Dr Alia Diaby : Tout le monde a noté ce retard,  tout le monde l’a regrette. Tout le monde  demande à l’Etat de prendre les dispositions pour que ce procès des massacres du 28 septembre 2009, ait finalement lieu .

Donc pour une fois , nous ne faisons que rappeler à l’Etat , son obligation de poursuivre et de faire en sorte que ce procès ait eu dans le but de rétablir les victimes dans leurs droits humains qui ont été violentés  lors de ces massacres au stade du 28 septembre.

Mais, vous voyez  que cela fait 11 ans que ce procès tarde à venir  d’ailleurs, c’est ce qui fait les victimes de ces massacres accusent de l’Etat de violer leurs droits . Qu’en dites-vous ?

Dr Alia Diaby :  Vous savez que la question des massacres du 28 septembre est très compliquée. Mais , je pense  qu’à ma connaissance , les enquêtes sont en cours  et une pool de juges d’instruction avait  été mis en place , qui a travaillé . Et à l’issue un dossier a été présenté. On a même écouté, le président du tribunal la dernière fois qui a fixé les contours de ce procès . Donc  pour une fois , nous suggérons aux victimes , c’est de croire à ce que le magistrat a dit et d’attendre que ce procès ait lieu.
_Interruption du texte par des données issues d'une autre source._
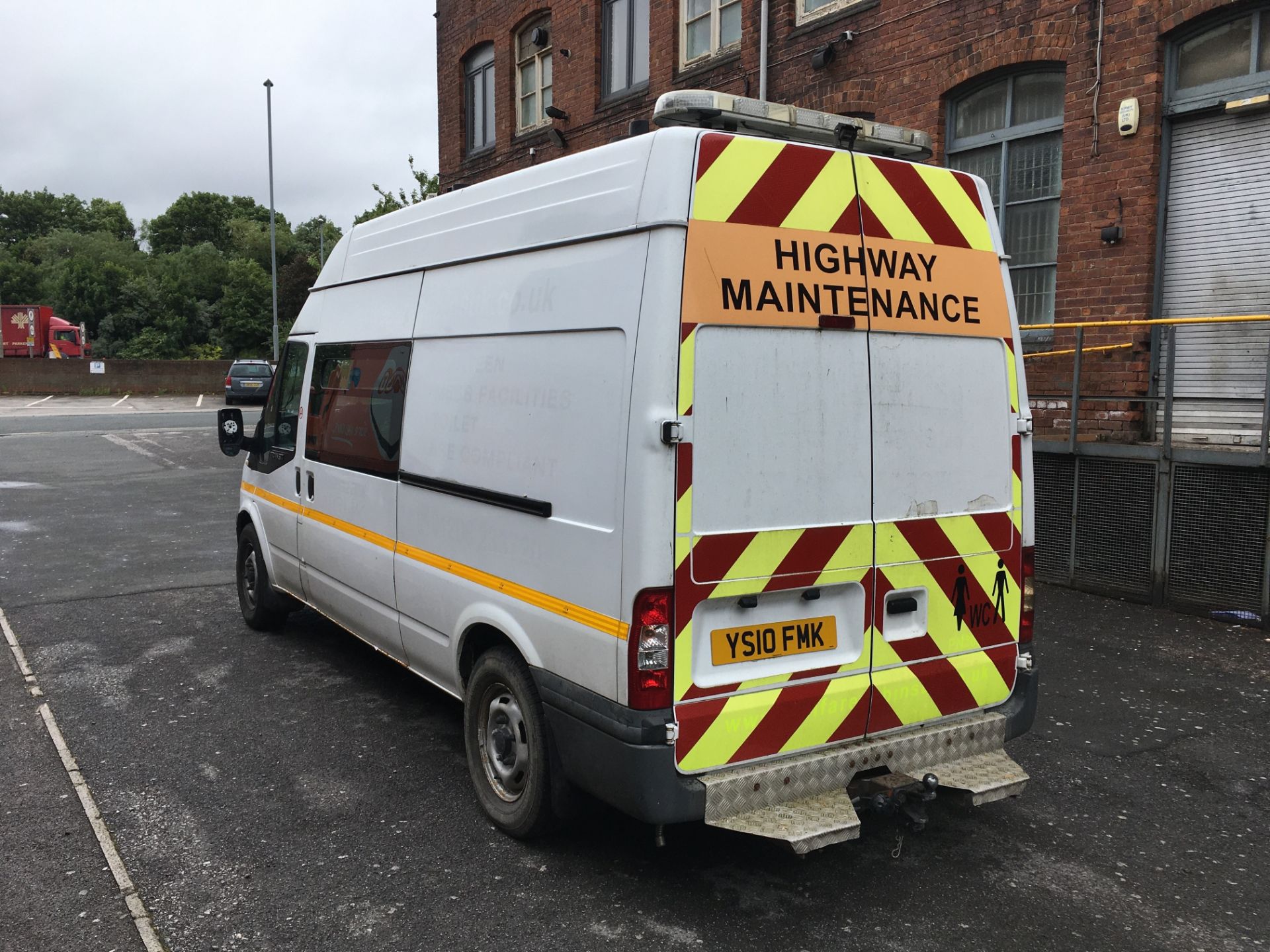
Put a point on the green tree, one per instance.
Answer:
(306, 239)
(251, 239)
(33, 215)
(110, 218)
(425, 186)
(245, 325)
(295, 278)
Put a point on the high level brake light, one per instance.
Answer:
(648, 662)
(730, 113)
(1029, 616)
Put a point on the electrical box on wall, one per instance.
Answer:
(1127, 120)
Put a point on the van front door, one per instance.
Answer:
(948, 504)
(275, 479)
(352, 448)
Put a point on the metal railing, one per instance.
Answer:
(1169, 347)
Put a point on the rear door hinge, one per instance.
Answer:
(675, 432)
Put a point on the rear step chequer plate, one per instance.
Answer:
(803, 800)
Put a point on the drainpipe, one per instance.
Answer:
(762, 51)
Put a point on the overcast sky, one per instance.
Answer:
(140, 100)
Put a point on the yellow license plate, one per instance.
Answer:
(775, 640)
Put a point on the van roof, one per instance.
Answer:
(596, 192)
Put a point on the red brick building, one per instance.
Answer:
(1025, 93)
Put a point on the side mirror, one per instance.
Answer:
(229, 432)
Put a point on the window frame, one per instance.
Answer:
(272, 457)
(1209, 95)
(479, 65)
(715, 15)
(1002, 139)
(538, 58)
(317, 389)
(803, 16)
(606, 63)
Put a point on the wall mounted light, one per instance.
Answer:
(827, 54)
(1114, 234)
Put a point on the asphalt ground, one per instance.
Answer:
(299, 791)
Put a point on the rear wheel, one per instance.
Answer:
(509, 753)
(263, 608)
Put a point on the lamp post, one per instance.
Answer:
(273, 240)
(3, 218)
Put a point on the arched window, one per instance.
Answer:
(479, 98)
(1010, 132)
(534, 74)
(1224, 59)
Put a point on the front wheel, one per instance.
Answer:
(263, 608)
(508, 749)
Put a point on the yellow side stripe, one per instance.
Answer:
(523, 593)
(272, 498)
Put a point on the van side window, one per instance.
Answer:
(281, 415)
(356, 404)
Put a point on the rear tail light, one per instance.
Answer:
(650, 648)
(1025, 626)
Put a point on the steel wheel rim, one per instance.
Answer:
(249, 579)
(503, 738)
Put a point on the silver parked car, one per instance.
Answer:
(248, 380)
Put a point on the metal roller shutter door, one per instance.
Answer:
(1217, 262)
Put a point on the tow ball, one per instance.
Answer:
(898, 796)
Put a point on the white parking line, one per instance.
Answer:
(122, 879)
(128, 444)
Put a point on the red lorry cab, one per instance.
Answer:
(33, 331)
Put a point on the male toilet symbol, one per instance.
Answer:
(1000, 587)
(959, 590)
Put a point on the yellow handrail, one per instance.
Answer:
(1232, 319)
(1083, 350)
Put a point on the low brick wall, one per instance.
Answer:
(19, 375)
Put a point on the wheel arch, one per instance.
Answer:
(484, 627)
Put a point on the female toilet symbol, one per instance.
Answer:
(959, 590)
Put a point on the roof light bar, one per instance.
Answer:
(730, 113)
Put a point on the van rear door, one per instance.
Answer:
(948, 504)
(774, 531)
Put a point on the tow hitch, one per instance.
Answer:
(896, 795)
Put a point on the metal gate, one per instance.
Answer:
(1216, 248)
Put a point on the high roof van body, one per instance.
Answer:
(697, 465)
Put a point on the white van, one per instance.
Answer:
(697, 465)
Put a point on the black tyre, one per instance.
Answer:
(263, 608)
(509, 756)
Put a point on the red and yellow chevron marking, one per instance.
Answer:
(765, 243)
(919, 230)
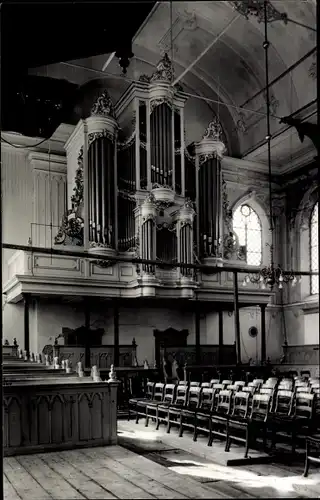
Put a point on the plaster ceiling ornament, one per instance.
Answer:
(313, 69)
(213, 131)
(103, 106)
(256, 8)
(190, 20)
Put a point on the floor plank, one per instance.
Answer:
(113, 483)
(50, 480)
(80, 481)
(154, 487)
(25, 485)
(188, 486)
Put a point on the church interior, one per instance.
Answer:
(160, 250)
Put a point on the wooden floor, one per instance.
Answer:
(150, 464)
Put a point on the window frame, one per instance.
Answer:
(246, 229)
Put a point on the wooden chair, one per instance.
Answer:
(214, 381)
(142, 405)
(188, 415)
(219, 415)
(173, 411)
(203, 414)
(169, 392)
(300, 420)
(133, 402)
(312, 452)
(247, 429)
(225, 383)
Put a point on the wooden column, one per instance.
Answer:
(263, 332)
(220, 336)
(87, 314)
(197, 334)
(116, 333)
(26, 297)
(236, 317)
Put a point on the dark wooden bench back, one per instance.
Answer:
(158, 391)
(214, 381)
(304, 405)
(181, 395)
(249, 389)
(284, 402)
(260, 407)
(150, 390)
(194, 397)
(224, 401)
(169, 393)
(206, 399)
(241, 404)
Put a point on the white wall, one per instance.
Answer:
(17, 200)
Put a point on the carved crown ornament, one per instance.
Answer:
(256, 8)
(103, 106)
(164, 73)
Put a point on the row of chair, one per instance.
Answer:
(236, 412)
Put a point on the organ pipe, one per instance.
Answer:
(101, 191)
(208, 155)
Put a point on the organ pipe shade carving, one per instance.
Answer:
(209, 207)
(148, 243)
(101, 192)
(166, 243)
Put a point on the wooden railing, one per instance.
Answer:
(101, 356)
(209, 354)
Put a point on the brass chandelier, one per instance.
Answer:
(271, 275)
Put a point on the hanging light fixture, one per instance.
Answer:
(270, 275)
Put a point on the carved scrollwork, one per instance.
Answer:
(148, 217)
(77, 197)
(71, 229)
(213, 131)
(103, 106)
(97, 135)
(171, 226)
(94, 244)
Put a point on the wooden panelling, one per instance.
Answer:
(59, 416)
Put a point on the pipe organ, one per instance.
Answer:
(137, 188)
(209, 192)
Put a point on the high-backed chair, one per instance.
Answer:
(164, 396)
(141, 402)
(203, 414)
(173, 410)
(247, 428)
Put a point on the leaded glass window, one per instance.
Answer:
(247, 226)
(314, 249)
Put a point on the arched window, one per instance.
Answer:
(314, 250)
(247, 226)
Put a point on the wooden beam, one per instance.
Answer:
(220, 335)
(263, 332)
(236, 317)
(26, 297)
(116, 333)
(87, 322)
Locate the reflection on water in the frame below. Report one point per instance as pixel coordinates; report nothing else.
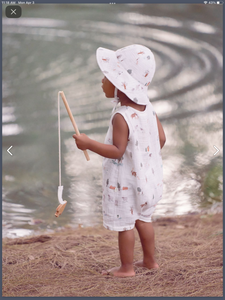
(52, 48)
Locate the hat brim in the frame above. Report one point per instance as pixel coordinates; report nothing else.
(120, 78)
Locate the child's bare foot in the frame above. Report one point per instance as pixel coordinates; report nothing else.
(119, 272)
(140, 263)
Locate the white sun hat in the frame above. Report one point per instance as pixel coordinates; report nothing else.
(129, 69)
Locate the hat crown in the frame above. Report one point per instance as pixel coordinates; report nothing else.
(138, 61)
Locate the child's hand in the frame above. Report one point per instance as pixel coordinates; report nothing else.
(82, 141)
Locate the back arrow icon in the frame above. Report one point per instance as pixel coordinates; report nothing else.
(217, 150)
(9, 151)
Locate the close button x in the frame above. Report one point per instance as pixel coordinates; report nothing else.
(13, 11)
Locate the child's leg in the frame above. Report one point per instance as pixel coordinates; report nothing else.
(147, 237)
(126, 248)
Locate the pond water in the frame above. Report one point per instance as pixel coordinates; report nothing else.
(52, 48)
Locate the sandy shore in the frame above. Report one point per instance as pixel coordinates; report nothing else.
(189, 251)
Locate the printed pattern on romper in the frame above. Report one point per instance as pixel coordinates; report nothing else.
(132, 185)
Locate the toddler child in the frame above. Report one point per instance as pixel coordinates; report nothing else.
(132, 165)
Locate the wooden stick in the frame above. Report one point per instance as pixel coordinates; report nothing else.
(72, 120)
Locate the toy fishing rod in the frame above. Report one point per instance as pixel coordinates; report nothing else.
(62, 203)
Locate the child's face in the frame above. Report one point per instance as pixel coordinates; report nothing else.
(108, 88)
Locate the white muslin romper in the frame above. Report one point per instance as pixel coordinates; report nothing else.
(133, 185)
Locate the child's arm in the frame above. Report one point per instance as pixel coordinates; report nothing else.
(162, 136)
(120, 138)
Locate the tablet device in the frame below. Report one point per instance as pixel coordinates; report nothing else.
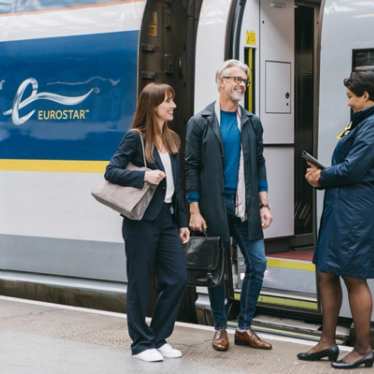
(308, 157)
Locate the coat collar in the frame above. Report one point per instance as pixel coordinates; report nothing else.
(209, 113)
(244, 114)
(160, 165)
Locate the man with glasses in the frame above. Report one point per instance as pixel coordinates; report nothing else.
(226, 190)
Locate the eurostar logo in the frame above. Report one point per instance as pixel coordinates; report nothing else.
(21, 102)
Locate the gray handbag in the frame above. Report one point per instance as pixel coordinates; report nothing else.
(130, 202)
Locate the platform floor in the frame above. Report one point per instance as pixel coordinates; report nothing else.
(40, 338)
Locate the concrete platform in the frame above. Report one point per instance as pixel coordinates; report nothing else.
(40, 338)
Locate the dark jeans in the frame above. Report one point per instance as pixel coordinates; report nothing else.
(153, 246)
(255, 261)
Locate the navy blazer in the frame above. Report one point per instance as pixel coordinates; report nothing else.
(130, 150)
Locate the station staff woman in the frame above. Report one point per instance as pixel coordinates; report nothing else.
(154, 243)
(346, 238)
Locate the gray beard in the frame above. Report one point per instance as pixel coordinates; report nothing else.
(236, 97)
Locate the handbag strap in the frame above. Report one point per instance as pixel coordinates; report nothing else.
(142, 143)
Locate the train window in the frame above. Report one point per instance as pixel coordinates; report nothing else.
(363, 59)
(10, 6)
(249, 59)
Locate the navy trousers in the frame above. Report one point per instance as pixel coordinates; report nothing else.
(153, 246)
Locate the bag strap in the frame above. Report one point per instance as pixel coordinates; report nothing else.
(142, 143)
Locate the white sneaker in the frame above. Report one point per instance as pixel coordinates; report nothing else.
(168, 351)
(150, 355)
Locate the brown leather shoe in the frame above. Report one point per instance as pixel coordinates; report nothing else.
(220, 340)
(251, 339)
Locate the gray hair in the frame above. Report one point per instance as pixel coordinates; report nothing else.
(227, 65)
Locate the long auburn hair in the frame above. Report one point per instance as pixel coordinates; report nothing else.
(151, 96)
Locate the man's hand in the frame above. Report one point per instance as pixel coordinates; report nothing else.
(266, 217)
(184, 235)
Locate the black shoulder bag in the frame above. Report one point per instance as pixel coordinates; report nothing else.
(205, 261)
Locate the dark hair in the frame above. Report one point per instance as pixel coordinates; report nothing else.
(361, 81)
(151, 96)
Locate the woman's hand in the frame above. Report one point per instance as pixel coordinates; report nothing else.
(197, 222)
(266, 217)
(313, 175)
(154, 176)
(184, 235)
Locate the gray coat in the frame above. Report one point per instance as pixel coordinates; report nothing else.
(205, 169)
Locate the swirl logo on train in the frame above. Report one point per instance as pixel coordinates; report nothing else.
(21, 101)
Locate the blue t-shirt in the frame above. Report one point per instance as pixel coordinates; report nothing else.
(230, 136)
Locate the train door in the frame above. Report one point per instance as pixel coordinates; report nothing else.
(167, 51)
(277, 39)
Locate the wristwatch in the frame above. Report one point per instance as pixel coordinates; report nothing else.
(264, 206)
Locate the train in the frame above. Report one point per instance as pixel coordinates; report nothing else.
(70, 72)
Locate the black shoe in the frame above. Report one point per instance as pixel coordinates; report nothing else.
(332, 354)
(367, 360)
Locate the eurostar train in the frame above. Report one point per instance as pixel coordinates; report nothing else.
(70, 71)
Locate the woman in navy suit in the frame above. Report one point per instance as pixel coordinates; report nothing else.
(345, 246)
(153, 244)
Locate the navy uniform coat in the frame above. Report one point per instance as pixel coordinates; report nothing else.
(204, 162)
(346, 237)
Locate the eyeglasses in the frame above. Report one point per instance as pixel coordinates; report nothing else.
(237, 80)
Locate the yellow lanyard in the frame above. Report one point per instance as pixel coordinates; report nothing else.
(344, 132)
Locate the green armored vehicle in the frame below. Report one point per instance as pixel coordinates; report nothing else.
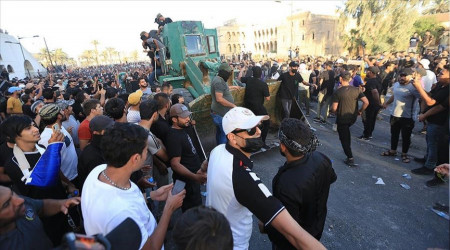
(194, 61)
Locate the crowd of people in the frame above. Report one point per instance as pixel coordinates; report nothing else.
(122, 134)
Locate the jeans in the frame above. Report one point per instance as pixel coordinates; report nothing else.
(405, 126)
(345, 138)
(323, 101)
(221, 138)
(434, 134)
(303, 97)
(286, 104)
(369, 121)
(152, 77)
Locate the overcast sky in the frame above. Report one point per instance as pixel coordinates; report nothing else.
(72, 25)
Vous avez trois ans à la tête de l’INIDH : Pouvez-nous en  faire votre bilan ?

Dr Alia Diaby : en vérité, nous sommes entrain de préparer le document de bilan qui va être divisé en trois volumes, donc, qui parlera des activités faites par l’INIDH , ensuite des actes qui  ont été posés ici par des correspondances et enfin , on mettra l’accent sur les rapports. Par ailleurs , il doit y avoir plusieurs volumes concernant les trois ans de ma fonction à la tête de l’INIDH. Donc au moment venu ,une journée nationale des droits de l’homme sera organisée le 10 décembre prochain pour fêter la déclaration universelle des droits humains , c’est là que nous allons en profiter de présenter de notre bilan des trois ans. Nous en sommes fiers.

Parlez-nous de quelques actes que votre institution a concrètement posés dans le domaine des droits de l’Homme pendant ces trois ?

Dr Alia Diaby :  par exemple , depuis  que nous sommes arrivés jusque-là , aucun guinéen ne pouvait avoir  la fierté d’être récompensé ainsi quelque soit sa contribution dans le domaine des droits de l’homme . Ensuite , il y a des rapports , sachez autant que moi  que l’INIDH n’avait jamais produit de rapport avant notre arrivée. C’est à ma prise de fonction que l’INIDH a produit des rapports annuels  qui font  l’état des droits de l’homme en Guinée  et il y a des rapports circonstanciels concernant tous les grands problèmes que la pays a connu en matière de droits de l’homme.